League of Legends’a Yeni Şampiyon “Taliyah” Geliyor!

0
157 views

5. Bölüm

5

Taliyah alt dudağını ısırdı. Sandalyesinde heyecanla etrafına bakıyor, yerinde duramıyordu. Bir handa oturuyorlardı, gecenin geç bir saatiydi ve masaların çoğu boştu. İnsanların arasında bulunmayalı çok uzun zaman olmuştu. Asık suratlı yoldaşına baktı. Artık öğretmeni olan adam özellikle karanlık bir köşeye oturmak istemişti. Bu ücra handa yemek yemeyi kabul ettiğinden beri suratı beş karıştı.

Etrafı süzüp buradaki herhangi bir yabancıdan farkı olmadığını anlayınca, biraz daha rahatlayıp gölgelerin içinde ortama alışmıştı. Sırtını duvara vermişti ve elinde içeceği vardı. Dikkatini dağıtacak bir şey kalmadığı için uyanık gözleri Taliyah’ya döndü.

”Odaklanmalısın,” dedi. ”Tereddüte yer yok.”

Taliyah, fincanın dibinde dönüp dolaşan yaprakları inceledi. Bugünün dersi oldukça zordu. Çok iyi gitmemişti. Dersin sonunda ikisinin de kıyafetleri toz toprak içinde kalmıştı.

”Dikkatini dağıttığın an her şeyi tehlikeye atarsın,” dedi.

”Birine zarar verebilirim,” derken Taliyah karşısındaki adamın boynuna sarılı pelerindeki yırtığa baktı. Kendi kıyafetleri de çok iyi durumda değildi. Yeni ceketini ve eteğini inceledi.

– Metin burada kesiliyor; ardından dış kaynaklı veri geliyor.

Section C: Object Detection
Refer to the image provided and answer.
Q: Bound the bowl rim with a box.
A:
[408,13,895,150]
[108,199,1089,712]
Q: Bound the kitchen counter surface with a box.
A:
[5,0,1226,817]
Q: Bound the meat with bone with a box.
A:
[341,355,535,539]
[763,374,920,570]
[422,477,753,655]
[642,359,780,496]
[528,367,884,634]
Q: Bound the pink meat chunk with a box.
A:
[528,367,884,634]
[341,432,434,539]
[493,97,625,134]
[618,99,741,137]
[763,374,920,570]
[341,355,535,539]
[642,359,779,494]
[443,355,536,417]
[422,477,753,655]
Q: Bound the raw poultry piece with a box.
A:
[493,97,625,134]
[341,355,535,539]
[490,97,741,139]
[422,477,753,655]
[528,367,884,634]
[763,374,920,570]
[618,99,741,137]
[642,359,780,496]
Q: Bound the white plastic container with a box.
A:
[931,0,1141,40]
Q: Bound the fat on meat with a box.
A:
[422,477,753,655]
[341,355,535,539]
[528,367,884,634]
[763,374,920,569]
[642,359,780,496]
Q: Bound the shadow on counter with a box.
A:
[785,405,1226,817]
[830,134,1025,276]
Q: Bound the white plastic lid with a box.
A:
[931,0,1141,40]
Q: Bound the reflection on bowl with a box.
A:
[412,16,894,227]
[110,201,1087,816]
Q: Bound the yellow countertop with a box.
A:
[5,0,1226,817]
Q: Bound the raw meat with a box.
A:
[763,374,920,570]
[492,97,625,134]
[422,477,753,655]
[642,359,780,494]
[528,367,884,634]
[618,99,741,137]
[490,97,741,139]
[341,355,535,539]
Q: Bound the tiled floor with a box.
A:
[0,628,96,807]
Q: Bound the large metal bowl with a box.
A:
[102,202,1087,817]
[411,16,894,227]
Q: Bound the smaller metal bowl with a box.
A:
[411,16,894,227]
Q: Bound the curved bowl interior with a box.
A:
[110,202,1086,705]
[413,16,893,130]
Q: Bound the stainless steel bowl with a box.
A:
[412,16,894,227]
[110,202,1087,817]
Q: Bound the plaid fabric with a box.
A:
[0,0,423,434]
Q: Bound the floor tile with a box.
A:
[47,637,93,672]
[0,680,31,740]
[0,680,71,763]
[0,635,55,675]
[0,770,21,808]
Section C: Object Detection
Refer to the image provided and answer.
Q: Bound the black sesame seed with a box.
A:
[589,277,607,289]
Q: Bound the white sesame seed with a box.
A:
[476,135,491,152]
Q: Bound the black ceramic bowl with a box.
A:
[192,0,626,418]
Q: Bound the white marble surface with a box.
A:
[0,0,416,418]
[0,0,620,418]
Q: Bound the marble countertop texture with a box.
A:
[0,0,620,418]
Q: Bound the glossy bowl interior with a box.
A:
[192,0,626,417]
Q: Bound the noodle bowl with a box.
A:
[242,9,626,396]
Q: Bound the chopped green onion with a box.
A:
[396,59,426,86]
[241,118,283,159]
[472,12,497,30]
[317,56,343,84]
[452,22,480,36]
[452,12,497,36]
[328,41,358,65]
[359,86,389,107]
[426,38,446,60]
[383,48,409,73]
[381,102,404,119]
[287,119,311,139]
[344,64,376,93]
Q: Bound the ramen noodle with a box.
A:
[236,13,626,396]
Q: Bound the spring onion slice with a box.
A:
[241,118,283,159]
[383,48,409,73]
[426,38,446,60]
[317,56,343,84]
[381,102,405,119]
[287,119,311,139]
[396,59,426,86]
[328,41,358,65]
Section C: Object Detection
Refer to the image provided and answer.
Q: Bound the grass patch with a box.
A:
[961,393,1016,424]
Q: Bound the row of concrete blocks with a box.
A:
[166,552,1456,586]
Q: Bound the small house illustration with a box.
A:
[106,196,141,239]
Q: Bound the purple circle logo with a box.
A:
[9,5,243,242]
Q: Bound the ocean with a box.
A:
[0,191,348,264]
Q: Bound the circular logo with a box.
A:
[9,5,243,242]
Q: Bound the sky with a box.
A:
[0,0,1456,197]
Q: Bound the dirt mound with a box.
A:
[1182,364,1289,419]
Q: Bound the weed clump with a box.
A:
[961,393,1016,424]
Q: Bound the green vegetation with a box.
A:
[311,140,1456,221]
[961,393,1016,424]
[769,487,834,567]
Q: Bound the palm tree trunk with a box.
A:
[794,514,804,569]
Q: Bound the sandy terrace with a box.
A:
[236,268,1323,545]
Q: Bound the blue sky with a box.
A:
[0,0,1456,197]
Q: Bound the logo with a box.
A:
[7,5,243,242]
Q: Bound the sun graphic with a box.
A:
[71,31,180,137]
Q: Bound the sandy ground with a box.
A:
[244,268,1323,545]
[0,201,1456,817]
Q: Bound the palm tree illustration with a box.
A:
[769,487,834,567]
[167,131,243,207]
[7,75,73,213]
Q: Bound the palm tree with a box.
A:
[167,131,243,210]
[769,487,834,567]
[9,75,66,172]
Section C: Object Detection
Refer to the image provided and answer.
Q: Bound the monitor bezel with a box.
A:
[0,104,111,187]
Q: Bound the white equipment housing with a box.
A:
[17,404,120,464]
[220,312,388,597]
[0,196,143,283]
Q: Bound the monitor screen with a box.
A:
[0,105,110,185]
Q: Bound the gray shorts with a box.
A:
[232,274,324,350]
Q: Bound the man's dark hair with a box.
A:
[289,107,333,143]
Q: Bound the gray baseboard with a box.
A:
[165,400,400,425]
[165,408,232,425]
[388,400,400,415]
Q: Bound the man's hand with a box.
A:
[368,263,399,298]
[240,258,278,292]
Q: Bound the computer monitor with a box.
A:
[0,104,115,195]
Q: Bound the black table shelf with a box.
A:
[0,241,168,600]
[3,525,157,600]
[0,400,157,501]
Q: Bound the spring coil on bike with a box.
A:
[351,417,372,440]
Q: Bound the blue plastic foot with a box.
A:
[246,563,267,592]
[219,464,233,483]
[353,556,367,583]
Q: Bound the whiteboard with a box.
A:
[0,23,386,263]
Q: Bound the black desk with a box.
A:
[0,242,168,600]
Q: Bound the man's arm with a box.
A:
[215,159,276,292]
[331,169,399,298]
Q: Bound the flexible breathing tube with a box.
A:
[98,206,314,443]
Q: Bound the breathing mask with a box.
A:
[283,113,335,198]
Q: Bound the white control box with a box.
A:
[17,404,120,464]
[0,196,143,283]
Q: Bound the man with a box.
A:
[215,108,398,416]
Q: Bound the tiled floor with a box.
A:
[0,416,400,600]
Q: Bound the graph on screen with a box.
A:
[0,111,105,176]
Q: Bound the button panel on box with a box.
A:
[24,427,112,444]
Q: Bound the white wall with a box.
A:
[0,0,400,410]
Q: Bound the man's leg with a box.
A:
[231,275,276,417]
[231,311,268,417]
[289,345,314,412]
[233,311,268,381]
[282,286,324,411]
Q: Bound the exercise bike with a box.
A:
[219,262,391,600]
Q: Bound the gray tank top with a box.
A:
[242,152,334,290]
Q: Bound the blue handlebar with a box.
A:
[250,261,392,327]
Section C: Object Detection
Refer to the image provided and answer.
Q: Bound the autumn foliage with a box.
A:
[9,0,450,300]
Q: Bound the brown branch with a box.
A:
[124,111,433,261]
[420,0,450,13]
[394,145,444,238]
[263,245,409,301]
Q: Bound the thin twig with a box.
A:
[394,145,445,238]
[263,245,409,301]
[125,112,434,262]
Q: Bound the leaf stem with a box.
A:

Hancının eşi ona acımış ve önceden orada kalmış bir misafirin geride bıraktığı kıyafetleri hediye etmişti. Ionia tasarımı giysilerin uzun kollarına alışmak zaman alacaktı. Ancak kumaşı sağlam ve iyi dokunmuştu. Onca yolculuk yüzünden solmuş olan gömleğini atmamıştı. Yuvasından kalan son hatıradan vazgeçmeye niyeti yoktu.

”Tamiri mümkün olmayan bir şey olmadı. Ustalık alıştırma yaptıkça gelir. Çok daha iyisini yapabilirsin. Ne kadar ilerleme kaydettiğini unutma.”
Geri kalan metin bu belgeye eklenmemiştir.